En las Cartas (VIII) – 2 Pedro (1)
Porque no os hemos dado a conocer el poder y la venida de nuestro Señor Jesucristo siguiendo fábulas artificiosas, sino como habiendo visto con nuestros propios ojos su majestad (2 Pedro 1:16)
Nuestra próxima parada será en la segunda carta del apóstol Pedro, donde encontramos algunos datos más sobre su venida. Pero antes revisemos algunos de los textos que aparecen en las cartas anteriores.
En la primera a Timoteo vemos al Rey de los siglos, inmortal, invisible, al único y sabio Dios, a quien sea el honor y la gloria por todos los siglos (1 Tim.1:17). Este parece ser uno de los cantos especiales de la iglesia primitiva en sus oraciones y alabanzas. En la misma carta el apóstol Pablo insta a los discípulos del Señor a guardar el mandamiento sin mácula, hasta la aparición de nuestro Señor, el Soberano, Rey de reyes y Señor de señores, el único que tiene inmortalidad y habita en luz inaccesible (1 Tim.6:13-16).
En la siguiente carta a Timoteo el apóstol pide al discípulo que se acuerde del Mesías, que era del linaje de David, y que fue resucitado de los muertos según el evangelio (2 Tim.2:8). Le recuerda que si sufrimos con él, también reinaremos con él (2:12). Una vez más se establece el vínculo entre reinar con Cristo y los padecimientos por el reino. El Señor juzgará a los vivos y los muertos en su manifestación y en su reino (2 Tim. 4:1). Y el apóstol recuerda que el Señor que le ha librado de toda obra mala, le preservará para su reino celestial (4:18). Tenemos aquí una apelación posterior al reino mesiánico.

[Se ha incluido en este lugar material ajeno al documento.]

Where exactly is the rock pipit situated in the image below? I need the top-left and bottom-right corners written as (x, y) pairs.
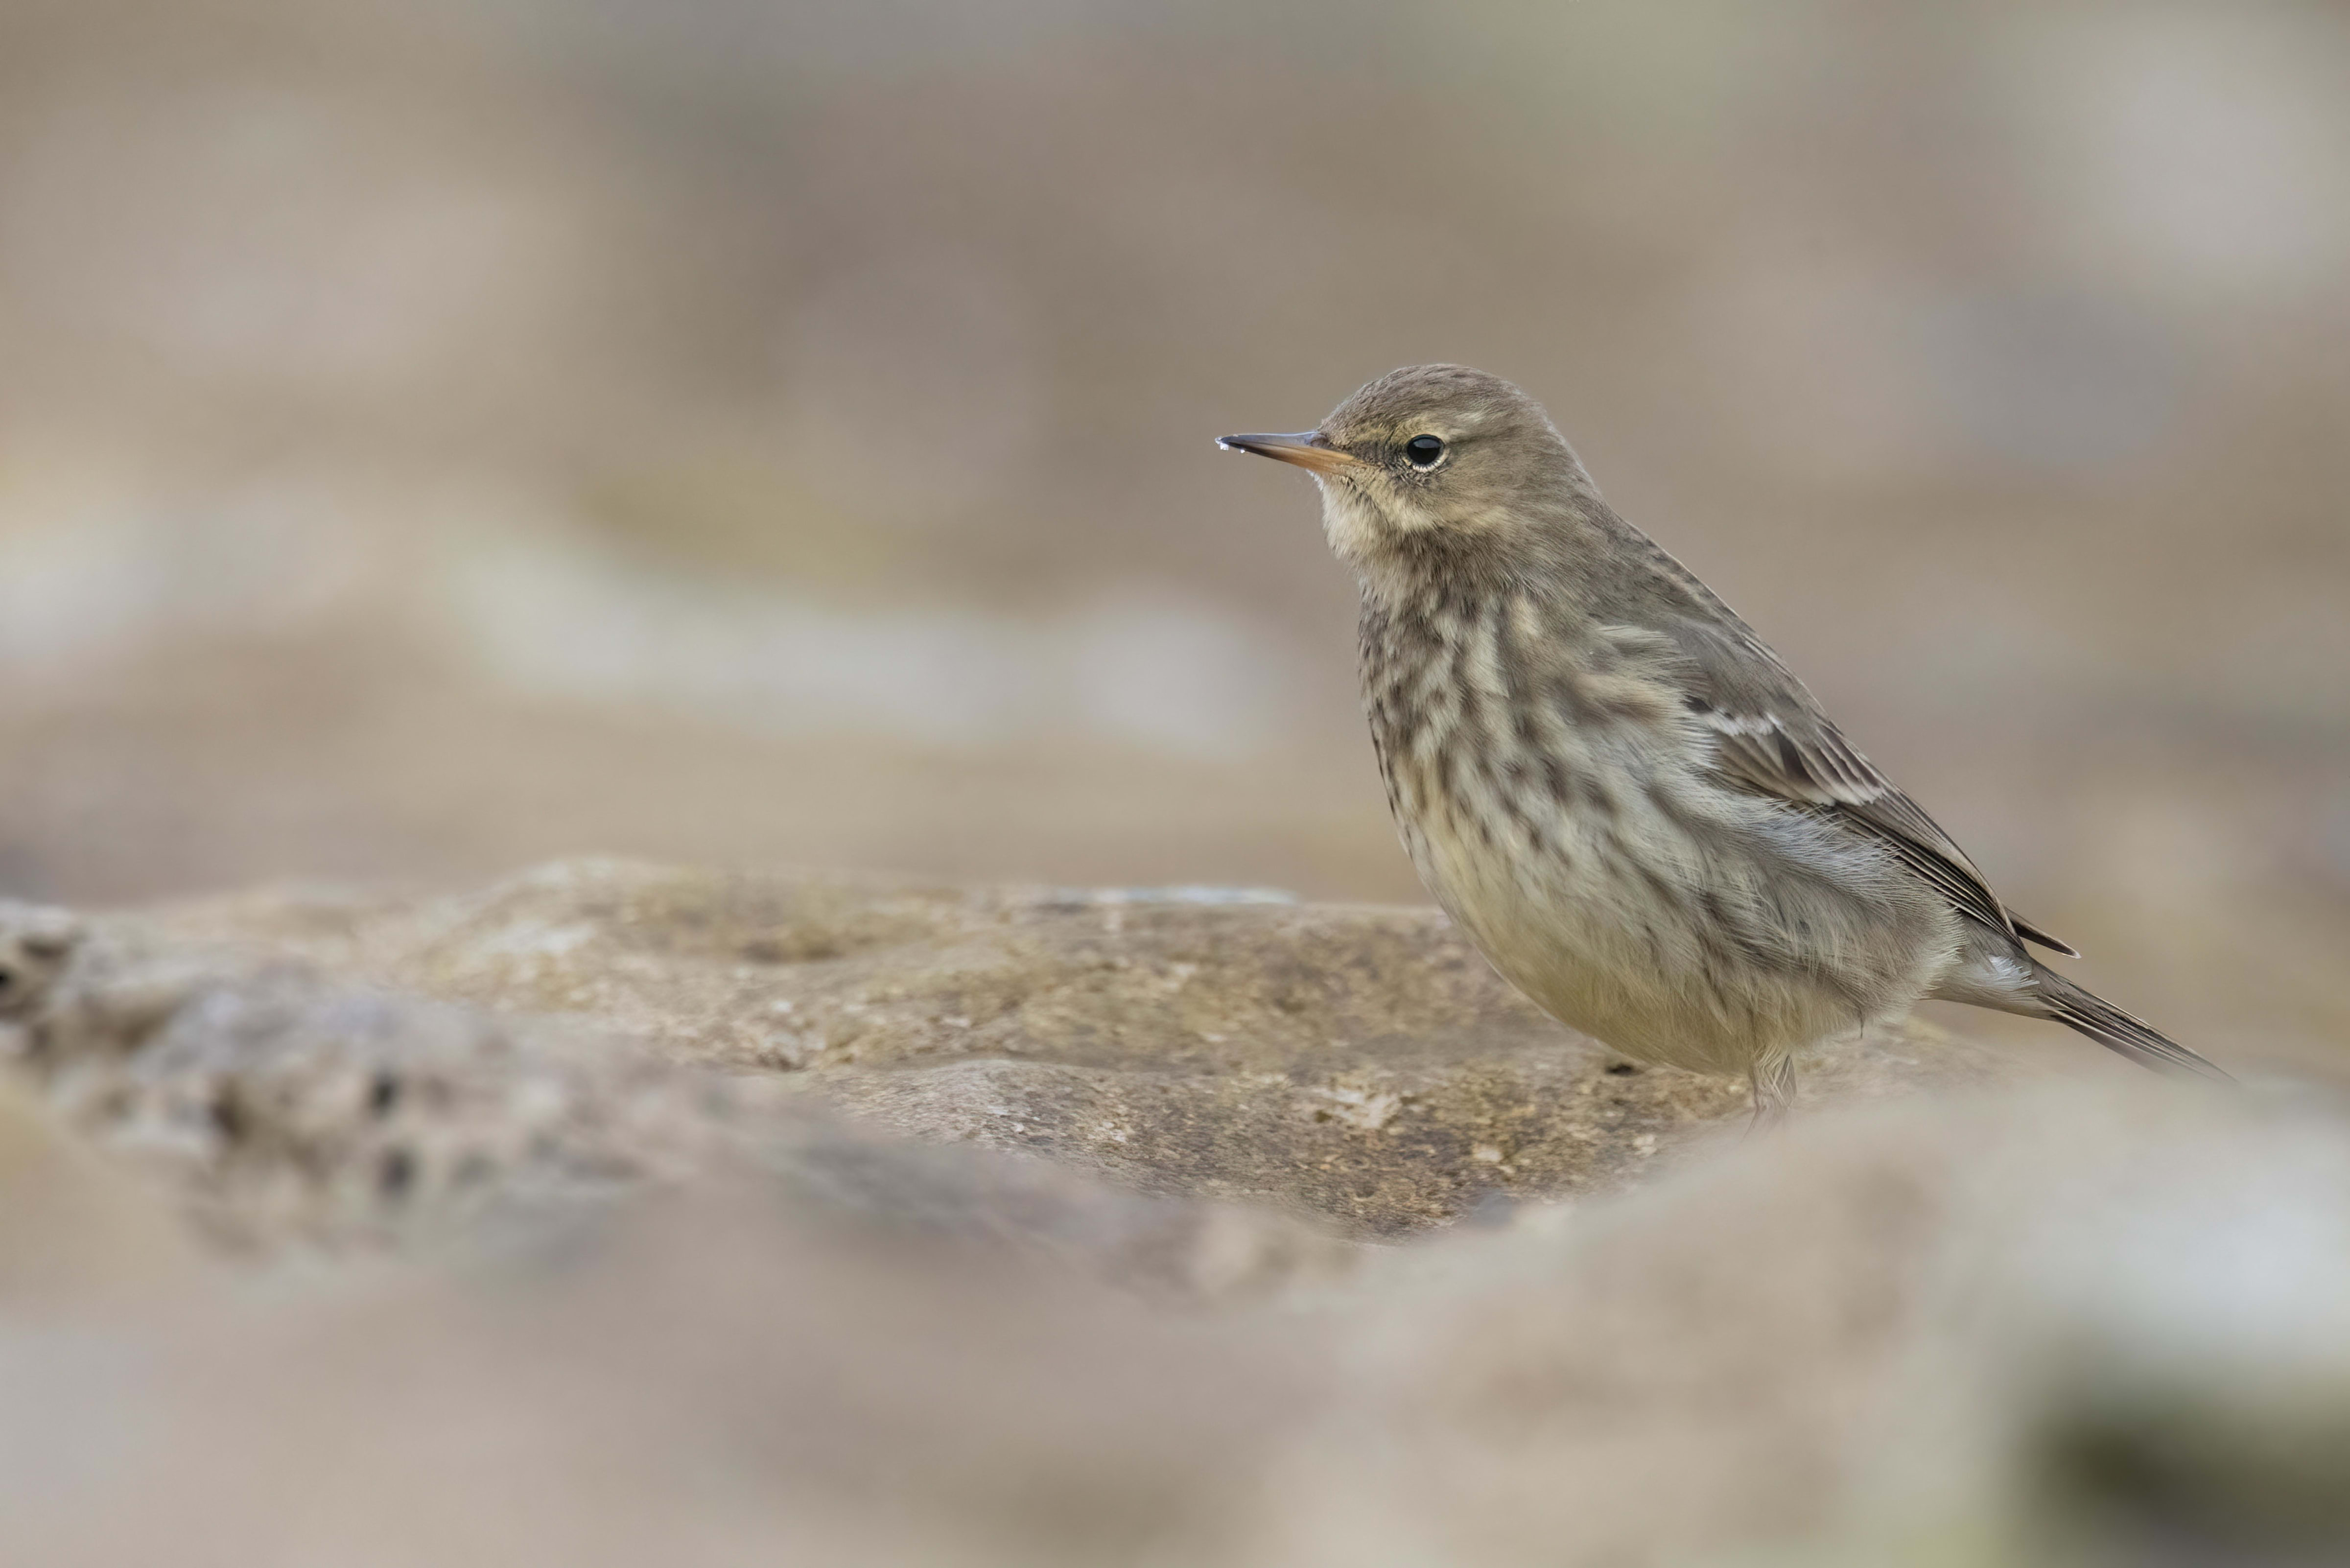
top-left (1222, 364), bottom-right (2228, 1113)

Luego en la epístola a los Hebreos vemos al Hijo entronizado; superior a los ángeles; centro de la adoración celestial (Heb.1:6); muestra clara de su divinidad. El cetro de su reino es de equidad y justicia (1:8,9), enlazando con el mensaje de los profetas sobre su reino en Jerusalén. Aparece en esta carta Melquisedec, una figura del Mesías, con los títulos de Rey de justicia, Rey de Salem (Jerusalén), y Rey de paz (7:1,2). Para culminar con el mensaje de la remoción de todas las cosas movibles, como cosas hechas, para que queden las inconmovibles.
El reino de Dios es un reino inconmovible que hemos recibido y tendrá su manifestación futura en Jerusalén primeramente; por tanto, debemos vivir con gratitud, sirviendo el tiempo que nos resta agradando a Dios con temor y reverencia (12:27-29). Somos herederos del reino, dice la carta de Santiago, dirigiéndose a las doce tribus en la dispersión, y que ha prometido a todos los que le aman (Santiago 2:5).
El reino venidero no se sostiene sobre fábulas artificiosas, sino sobre el testimonio de los profetas y apóstoles que vieron su majestad.